Klaus Schützdeller, chairman and CEO of Austrian crane manufacturer Palfinger since 1996, has resigned from the company, citing ‘personal reasons’.

Although a replacement chairman is being sought, a new management team has already been put in place. The supervisory board has appointed Wolfgang Pilz to head up the company’s truck crane and hook-loading equipment operations and Herbert Ortner to take charge of other operations, including the Crayler, Palgate and Mobiler product lines as well as Palfinger’s interests in e-logistics and railway equipment.

Pilz, aged 43, was formerly the manager responsible for marketing and distribution in the truck cranes division, which accounts for about 50% of group revenue and about 90% of the group’s profits. Ortner, aged 34, was previously in charge of developing the spare parts, components and service business.

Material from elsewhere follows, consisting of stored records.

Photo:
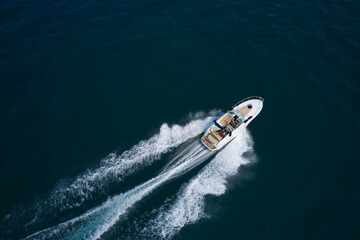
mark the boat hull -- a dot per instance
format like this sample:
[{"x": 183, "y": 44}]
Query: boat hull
[{"x": 249, "y": 108}]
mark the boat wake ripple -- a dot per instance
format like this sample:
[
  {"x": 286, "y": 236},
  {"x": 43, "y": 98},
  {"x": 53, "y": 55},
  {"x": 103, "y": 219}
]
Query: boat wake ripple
[
  {"x": 94, "y": 223},
  {"x": 189, "y": 205},
  {"x": 68, "y": 195}
]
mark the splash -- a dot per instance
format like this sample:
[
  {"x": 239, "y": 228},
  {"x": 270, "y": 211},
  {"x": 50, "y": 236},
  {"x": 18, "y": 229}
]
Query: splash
[
  {"x": 94, "y": 223},
  {"x": 113, "y": 169},
  {"x": 189, "y": 205}
]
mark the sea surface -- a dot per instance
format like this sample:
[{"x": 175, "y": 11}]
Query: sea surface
[{"x": 103, "y": 103}]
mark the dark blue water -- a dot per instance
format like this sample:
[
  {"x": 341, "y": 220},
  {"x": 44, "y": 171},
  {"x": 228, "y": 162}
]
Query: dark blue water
[{"x": 98, "y": 98}]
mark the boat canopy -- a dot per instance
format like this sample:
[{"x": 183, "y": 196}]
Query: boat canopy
[{"x": 238, "y": 114}]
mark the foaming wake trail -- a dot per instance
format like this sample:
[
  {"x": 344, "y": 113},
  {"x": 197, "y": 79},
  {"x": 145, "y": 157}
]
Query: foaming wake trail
[
  {"x": 68, "y": 195},
  {"x": 97, "y": 221},
  {"x": 190, "y": 201},
  {"x": 117, "y": 167}
]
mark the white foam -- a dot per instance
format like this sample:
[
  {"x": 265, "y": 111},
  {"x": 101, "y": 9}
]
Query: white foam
[
  {"x": 117, "y": 167},
  {"x": 95, "y": 222},
  {"x": 211, "y": 180}
]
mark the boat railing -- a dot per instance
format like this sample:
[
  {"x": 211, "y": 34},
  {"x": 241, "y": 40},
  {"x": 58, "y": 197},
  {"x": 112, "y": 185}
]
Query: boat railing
[{"x": 246, "y": 99}]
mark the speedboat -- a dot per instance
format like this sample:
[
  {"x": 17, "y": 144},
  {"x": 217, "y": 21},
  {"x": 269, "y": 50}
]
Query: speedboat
[{"x": 227, "y": 127}]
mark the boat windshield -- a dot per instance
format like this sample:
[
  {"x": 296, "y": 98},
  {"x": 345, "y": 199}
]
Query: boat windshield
[{"x": 239, "y": 115}]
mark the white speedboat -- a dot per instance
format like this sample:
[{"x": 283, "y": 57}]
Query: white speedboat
[{"x": 228, "y": 126}]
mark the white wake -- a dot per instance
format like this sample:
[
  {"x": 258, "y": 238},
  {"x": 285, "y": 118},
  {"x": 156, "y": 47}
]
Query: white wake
[
  {"x": 97, "y": 221},
  {"x": 190, "y": 202}
]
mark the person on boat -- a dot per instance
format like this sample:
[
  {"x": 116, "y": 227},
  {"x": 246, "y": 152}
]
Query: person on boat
[{"x": 234, "y": 122}]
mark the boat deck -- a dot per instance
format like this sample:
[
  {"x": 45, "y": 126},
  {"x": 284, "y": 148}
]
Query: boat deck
[
  {"x": 244, "y": 110},
  {"x": 225, "y": 119},
  {"x": 209, "y": 145}
]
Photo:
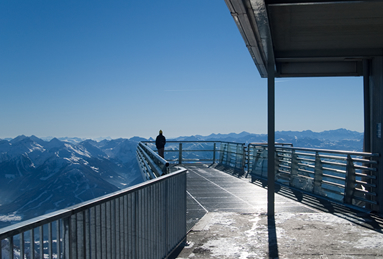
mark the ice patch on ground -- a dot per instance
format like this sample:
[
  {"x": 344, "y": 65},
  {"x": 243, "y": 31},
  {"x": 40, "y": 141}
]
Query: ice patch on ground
[
  {"x": 10, "y": 217},
  {"x": 224, "y": 248}
]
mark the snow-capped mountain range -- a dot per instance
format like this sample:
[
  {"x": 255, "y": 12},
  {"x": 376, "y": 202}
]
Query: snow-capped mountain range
[
  {"x": 340, "y": 139},
  {"x": 37, "y": 176}
]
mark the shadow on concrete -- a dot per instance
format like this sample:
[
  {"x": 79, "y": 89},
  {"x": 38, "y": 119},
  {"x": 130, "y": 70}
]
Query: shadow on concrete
[
  {"x": 273, "y": 242},
  {"x": 229, "y": 170}
]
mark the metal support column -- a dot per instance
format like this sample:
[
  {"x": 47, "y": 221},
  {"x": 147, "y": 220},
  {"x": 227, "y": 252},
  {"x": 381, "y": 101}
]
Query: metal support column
[
  {"x": 270, "y": 139},
  {"x": 367, "y": 106}
]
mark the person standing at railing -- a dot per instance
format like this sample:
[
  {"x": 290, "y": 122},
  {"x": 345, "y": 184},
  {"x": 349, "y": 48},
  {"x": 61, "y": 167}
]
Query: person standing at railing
[{"x": 160, "y": 144}]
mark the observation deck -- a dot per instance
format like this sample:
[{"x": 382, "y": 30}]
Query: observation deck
[
  {"x": 230, "y": 216},
  {"x": 214, "y": 205}
]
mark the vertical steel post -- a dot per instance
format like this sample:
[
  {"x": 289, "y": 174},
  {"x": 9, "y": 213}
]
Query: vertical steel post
[
  {"x": 367, "y": 106},
  {"x": 350, "y": 181},
  {"x": 11, "y": 254},
  {"x": 21, "y": 246},
  {"x": 294, "y": 167},
  {"x": 67, "y": 238},
  {"x": 214, "y": 150},
  {"x": 58, "y": 238},
  {"x": 41, "y": 242},
  {"x": 32, "y": 253},
  {"x": 50, "y": 252},
  {"x": 270, "y": 135},
  {"x": 318, "y": 174},
  {"x": 180, "y": 154}
]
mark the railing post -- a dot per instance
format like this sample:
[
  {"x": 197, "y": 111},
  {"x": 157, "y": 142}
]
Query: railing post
[
  {"x": 67, "y": 239},
  {"x": 350, "y": 181},
  {"x": 294, "y": 167},
  {"x": 180, "y": 154},
  {"x": 214, "y": 150},
  {"x": 318, "y": 174}
]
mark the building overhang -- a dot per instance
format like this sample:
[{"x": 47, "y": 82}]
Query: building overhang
[{"x": 310, "y": 38}]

Although Palfinger is already considered by many to be one of the most aggressive marketers in the industry, a company statement said that the two men had been tasked with further increasing Palfinger’s marketing efforts. ‘Market penetration of Palfinger growth products will be pursued and followed through more aggressively,’ the company said.

The company statement also said that Schützdeller had left the company on good terms. ‘Klaus Schützdeller has asked the supervisory board to accept his resignation for personal reasons with immediate effect. The supervisory board has accepted this request and has agreed to an amicable termination of Mr Schützdeller’s contract.

Mr Schützdeller significantly contributed to the success of the group from 1996 onwards. The position of chairman will be filled by someone new during the course of the year. In the meantime, Klaus Schützdeller’s tasks will be taken over by the new management team.’

Palfinger saw its 2002 operating profit fall 40%, with the German market proving particularly difficult. Final results are not published until 24 March but Palfinger took the precaution of giving investors the bad news as soon as possible. It warned in January that 2002 revenue fell 7.6% to E 306.8m ($330m). ‘This was mainly because of poor economic conditions, particularly in Germany, and because of the completion of inventory reductions,’ the company explained. Projected operating earnings (EBIT) are E 23.0m ($23m), down from E 38.1m in 2001. The management expects a slight improvement in sales, earnings and margins for 2003.